For politicians (and others) even at the height of success, the seeds of eventual credibility loss and ultimately failure can be sown in what can appear to be quite minor things. They can deal confidently and competantly with the heavy affairs of state and then comes along a momentary aberration in a situation which must have appeared free of danger and easy to handle. Suddenly the carefully nurtured credibility is blown and there is a head-in hands moment. Gordon Brown experienced it when he stepped back into his car still wearing a live microphone. It was a seminal moment in the May General Election.
The moment isn't ripe for a disaster yet but the amber lights should be flashing for David Cameron all over Downing Street and the Tory HQ at the news that his personal image-making photographer has suddenly been put on the civil service payroll to continue his trade at public expense.Suddenly exposed to view is an unhealthily narcissistic approach by a leader who has said he is committed to cleaning up politics and the public's perception of them via a policy of transparency and honesty.
It is early days for a leader to be losing an understanding about how people in general (Let's avoid the awful patronising term "the public") view such things. It was a very easy banana skin to see, so why did he tread on it so blindly and insensitively? It is the sort of incident which they may brush off and try to quickly forget about(which Brown's wasn't. He must still cringe at the thought of it), but it can easily form the first marker in what could be the beginning of a series which, like blips on a radar screen, eventually join up to form into a calamtous disaste. With each one,relatively small though it may be, mutters grow into murmurs which grow into open hostility and eventually and "Enough- Off with his /her head!" Margaret Thatcher's "We are a grandmother" was a classic. She survived all the ups and downs of the Falklands, the miners strike etc , but this inappropriately regal comment really started the slide into "She must go". Blair built up the same sort of bow wave of resistance and eventually ridicule -anyone's worst enemy- which became "He must go", even though the alternative was not attractive.
There is a banana skin syndrome here,- and David Miliband didn't do well with bananas either. Cameron would get a much better return from a non public funded watcher for yellow fruit on the pavement than having a new civil service photographer on hand to record the damage post facto.
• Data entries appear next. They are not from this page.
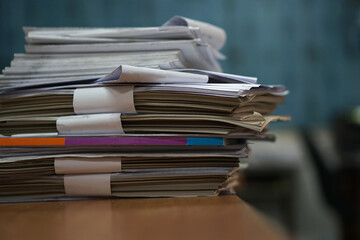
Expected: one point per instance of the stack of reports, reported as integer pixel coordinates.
(71, 128)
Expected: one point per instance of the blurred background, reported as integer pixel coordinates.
(308, 181)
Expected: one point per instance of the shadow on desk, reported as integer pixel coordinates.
(223, 217)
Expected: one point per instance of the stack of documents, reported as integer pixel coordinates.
(127, 112)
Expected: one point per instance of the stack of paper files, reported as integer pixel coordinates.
(59, 54)
(126, 131)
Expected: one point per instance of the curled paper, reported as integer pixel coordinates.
(87, 185)
(90, 124)
(104, 100)
(76, 165)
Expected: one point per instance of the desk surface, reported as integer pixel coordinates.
(225, 217)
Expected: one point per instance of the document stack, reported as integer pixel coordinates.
(127, 112)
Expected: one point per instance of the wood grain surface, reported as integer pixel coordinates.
(225, 217)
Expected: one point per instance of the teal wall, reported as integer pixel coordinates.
(311, 46)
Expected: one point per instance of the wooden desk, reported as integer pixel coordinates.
(225, 217)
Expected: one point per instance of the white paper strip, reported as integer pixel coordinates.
(130, 74)
(90, 124)
(104, 100)
(89, 185)
(74, 165)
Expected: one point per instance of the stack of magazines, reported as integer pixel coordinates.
(127, 112)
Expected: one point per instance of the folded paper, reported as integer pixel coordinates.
(90, 124)
(104, 100)
(75, 165)
(87, 185)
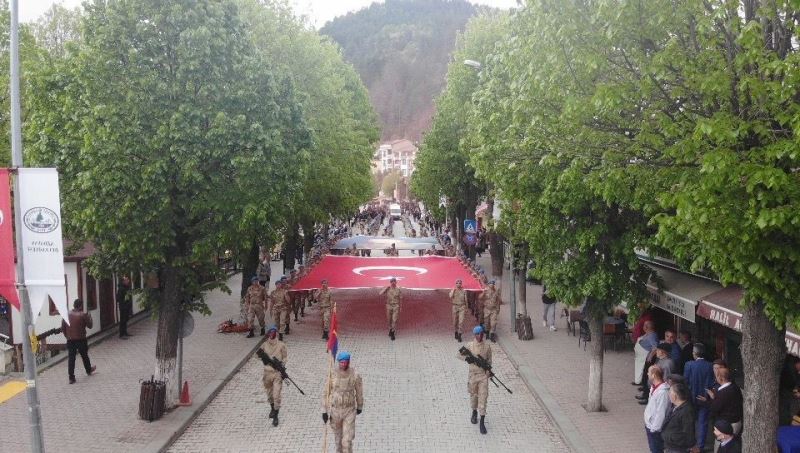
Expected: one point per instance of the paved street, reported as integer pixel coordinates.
(100, 413)
(414, 389)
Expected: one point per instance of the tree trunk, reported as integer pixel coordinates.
(167, 334)
(763, 351)
(249, 259)
(495, 242)
(594, 402)
(522, 284)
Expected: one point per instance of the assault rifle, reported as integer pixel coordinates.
(276, 365)
(483, 364)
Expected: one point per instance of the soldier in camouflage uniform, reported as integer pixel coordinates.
(343, 399)
(323, 297)
(281, 306)
(491, 308)
(255, 302)
(478, 380)
(273, 382)
(458, 297)
(393, 298)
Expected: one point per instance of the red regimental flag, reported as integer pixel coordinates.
(7, 272)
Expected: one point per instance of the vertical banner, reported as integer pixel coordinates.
(8, 287)
(42, 245)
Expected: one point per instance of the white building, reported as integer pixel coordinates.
(396, 155)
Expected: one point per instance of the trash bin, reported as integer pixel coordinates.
(151, 399)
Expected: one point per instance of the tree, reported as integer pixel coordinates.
(344, 127)
(162, 126)
(546, 136)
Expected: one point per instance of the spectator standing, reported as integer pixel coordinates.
(655, 413)
(75, 333)
(678, 430)
(728, 441)
(699, 375)
(549, 314)
(726, 402)
(644, 345)
(125, 304)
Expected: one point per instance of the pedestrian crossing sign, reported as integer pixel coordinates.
(470, 226)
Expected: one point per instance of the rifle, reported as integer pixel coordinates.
(483, 364)
(277, 365)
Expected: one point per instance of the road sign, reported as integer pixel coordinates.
(470, 239)
(470, 226)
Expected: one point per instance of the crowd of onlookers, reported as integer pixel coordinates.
(686, 396)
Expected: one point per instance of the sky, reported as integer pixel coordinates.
(318, 11)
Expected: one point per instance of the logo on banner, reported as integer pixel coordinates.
(40, 220)
(383, 275)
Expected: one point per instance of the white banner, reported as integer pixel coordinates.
(42, 246)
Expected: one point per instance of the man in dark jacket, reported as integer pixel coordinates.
(75, 333)
(728, 441)
(125, 303)
(678, 430)
(699, 374)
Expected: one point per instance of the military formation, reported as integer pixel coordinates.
(343, 395)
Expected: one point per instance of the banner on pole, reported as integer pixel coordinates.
(8, 287)
(42, 245)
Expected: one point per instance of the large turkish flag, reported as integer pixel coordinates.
(353, 272)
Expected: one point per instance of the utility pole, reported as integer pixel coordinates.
(37, 437)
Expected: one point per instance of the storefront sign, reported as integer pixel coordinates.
(733, 320)
(42, 246)
(672, 303)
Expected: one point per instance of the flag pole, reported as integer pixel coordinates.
(29, 362)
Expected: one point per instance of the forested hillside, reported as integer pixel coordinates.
(401, 49)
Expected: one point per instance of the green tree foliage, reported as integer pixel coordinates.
(336, 105)
(163, 126)
(400, 48)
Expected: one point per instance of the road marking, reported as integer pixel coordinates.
(10, 390)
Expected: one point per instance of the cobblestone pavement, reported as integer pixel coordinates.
(100, 412)
(414, 388)
(563, 370)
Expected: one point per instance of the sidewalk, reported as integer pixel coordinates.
(100, 412)
(557, 372)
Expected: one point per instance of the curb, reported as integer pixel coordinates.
(184, 418)
(569, 432)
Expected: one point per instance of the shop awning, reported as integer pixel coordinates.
(354, 272)
(380, 243)
(723, 308)
(681, 292)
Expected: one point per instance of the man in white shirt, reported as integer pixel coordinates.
(658, 406)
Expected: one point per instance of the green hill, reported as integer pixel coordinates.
(401, 49)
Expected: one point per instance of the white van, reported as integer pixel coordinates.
(395, 212)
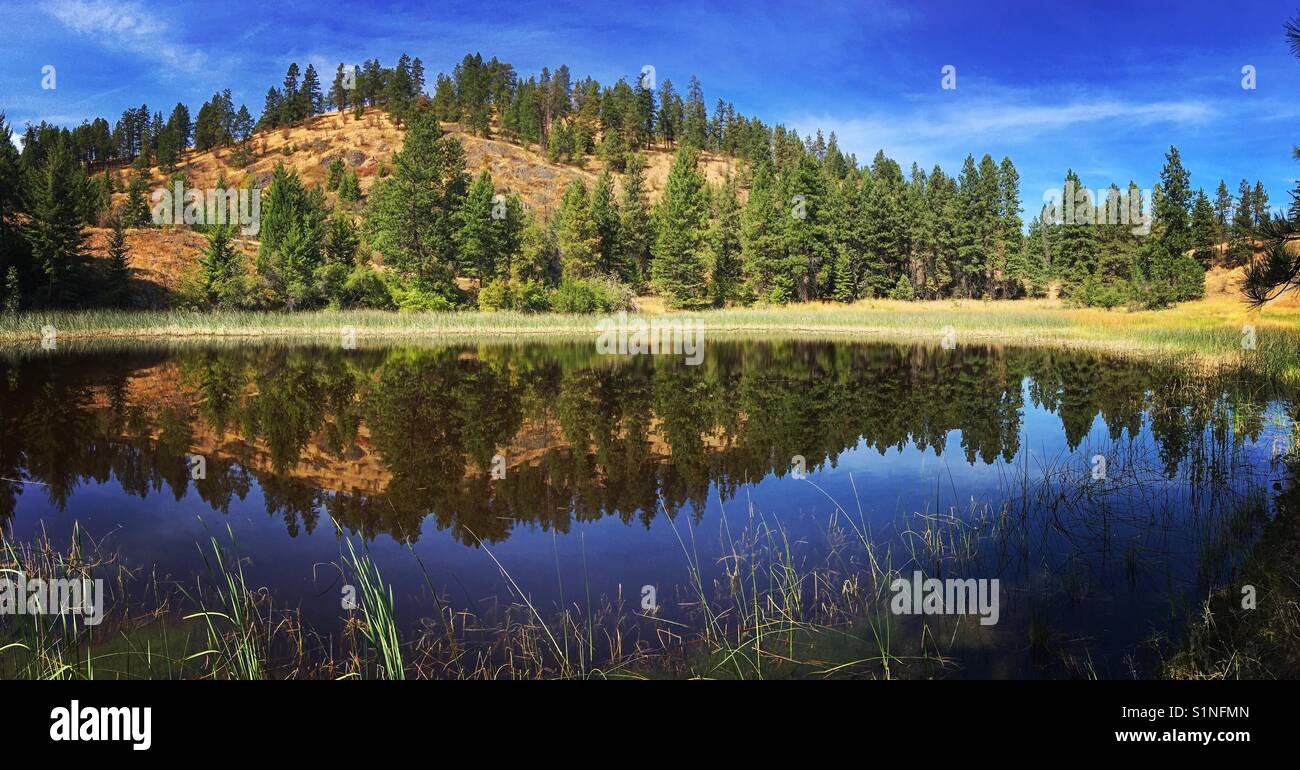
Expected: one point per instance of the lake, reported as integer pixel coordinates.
(1106, 494)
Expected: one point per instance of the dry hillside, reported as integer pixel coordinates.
(367, 145)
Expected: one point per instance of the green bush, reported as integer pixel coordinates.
(336, 174)
(902, 290)
(590, 295)
(516, 295)
(417, 298)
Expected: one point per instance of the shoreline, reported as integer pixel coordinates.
(1209, 332)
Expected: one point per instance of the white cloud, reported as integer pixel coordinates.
(930, 133)
(126, 26)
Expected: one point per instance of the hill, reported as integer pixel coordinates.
(367, 143)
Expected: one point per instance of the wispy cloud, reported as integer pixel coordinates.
(931, 133)
(129, 27)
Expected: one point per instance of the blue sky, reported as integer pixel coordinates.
(1104, 87)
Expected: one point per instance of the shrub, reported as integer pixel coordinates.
(902, 290)
(416, 298)
(512, 294)
(334, 174)
(589, 295)
(364, 288)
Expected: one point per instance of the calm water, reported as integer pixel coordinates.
(612, 471)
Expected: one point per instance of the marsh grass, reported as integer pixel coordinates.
(1207, 332)
(768, 606)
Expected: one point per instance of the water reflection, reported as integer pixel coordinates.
(395, 441)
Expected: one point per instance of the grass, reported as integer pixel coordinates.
(1208, 331)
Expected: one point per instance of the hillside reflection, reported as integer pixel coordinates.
(391, 441)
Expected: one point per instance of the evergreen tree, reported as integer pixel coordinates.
(681, 217)
(724, 245)
(13, 247)
(476, 236)
(117, 271)
(313, 102)
(605, 217)
(763, 239)
(1222, 211)
(411, 215)
(1204, 229)
(137, 212)
(1242, 233)
(220, 269)
(575, 233)
(53, 229)
(636, 229)
(11, 299)
(289, 252)
(1260, 206)
(349, 187)
(338, 90)
(1010, 262)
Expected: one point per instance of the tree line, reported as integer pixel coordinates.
(798, 220)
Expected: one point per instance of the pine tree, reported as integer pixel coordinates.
(1078, 241)
(311, 92)
(1242, 233)
(1171, 273)
(117, 272)
(1010, 282)
(724, 245)
(763, 239)
(681, 216)
(289, 252)
(885, 232)
(349, 187)
(1260, 206)
(338, 90)
(575, 233)
(137, 212)
(220, 269)
(605, 217)
(1204, 229)
(53, 229)
(1222, 210)
(11, 299)
(636, 229)
(411, 215)
(13, 249)
(476, 236)
(341, 241)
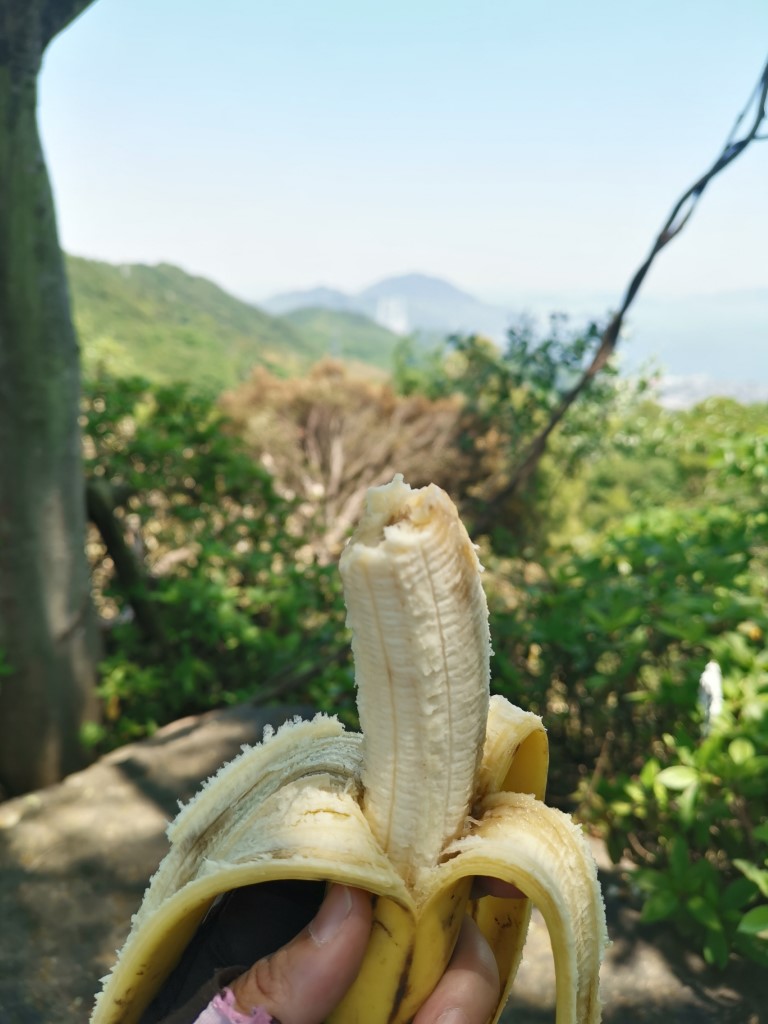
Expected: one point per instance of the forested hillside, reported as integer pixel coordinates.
(168, 325)
(632, 558)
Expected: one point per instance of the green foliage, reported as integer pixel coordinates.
(167, 325)
(509, 396)
(240, 613)
(608, 643)
(636, 554)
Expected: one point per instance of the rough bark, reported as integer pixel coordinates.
(48, 639)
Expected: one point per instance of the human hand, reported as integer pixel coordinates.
(304, 980)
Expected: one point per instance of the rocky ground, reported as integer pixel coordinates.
(75, 859)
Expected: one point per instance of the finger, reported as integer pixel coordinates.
(469, 990)
(303, 981)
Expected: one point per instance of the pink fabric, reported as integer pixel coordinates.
(221, 1011)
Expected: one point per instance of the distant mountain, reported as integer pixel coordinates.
(344, 335)
(314, 298)
(412, 303)
(167, 325)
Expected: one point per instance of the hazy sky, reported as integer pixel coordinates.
(512, 146)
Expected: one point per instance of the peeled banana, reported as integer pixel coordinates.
(443, 783)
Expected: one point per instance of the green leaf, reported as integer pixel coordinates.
(754, 873)
(740, 751)
(660, 904)
(677, 777)
(735, 894)
(716, 949)
(687, 805)
(705, 913)
(755, 922)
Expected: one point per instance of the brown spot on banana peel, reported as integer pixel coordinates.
(403, 986)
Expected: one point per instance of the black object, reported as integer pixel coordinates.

These incidents apart, there must be a question about how the detatchment from normal life affects the leaders' comprehension and thinking . It happens happens once anyone gets the key of Number 10 or any other large residence which brings with it the battalions of security, advisers,and the rest which quickly cut the incumbent off from normal life.It happpens lower down the ranks on the top floors of corporate exceutive suites and in lesser forms all the way down the tree of authority or seniority. At the top end, what happens to someone who can no longer stroll unaccompanied down the road, buy a newspaper, sit in a cafe or ride on a bus or train and in so doing just hear what people are thinking ,saying and doing, what is driving their lives, what they want and what they don't want? Add to this often grovelling deference and the insulation that increasingly starves the victim of basic human understanding. For a new national leader, after only six months of this detatchment not to have thought: "This appointment isn't very sensible" is worrying. Dave needs to find a way to tunnel his way back,- and find some good, down to earth in-touch advisors or the accusation "He just doesn't get it" thrown from the perky new lad on the benches opposite will start to stick. Then the way back will be very difficult indeed.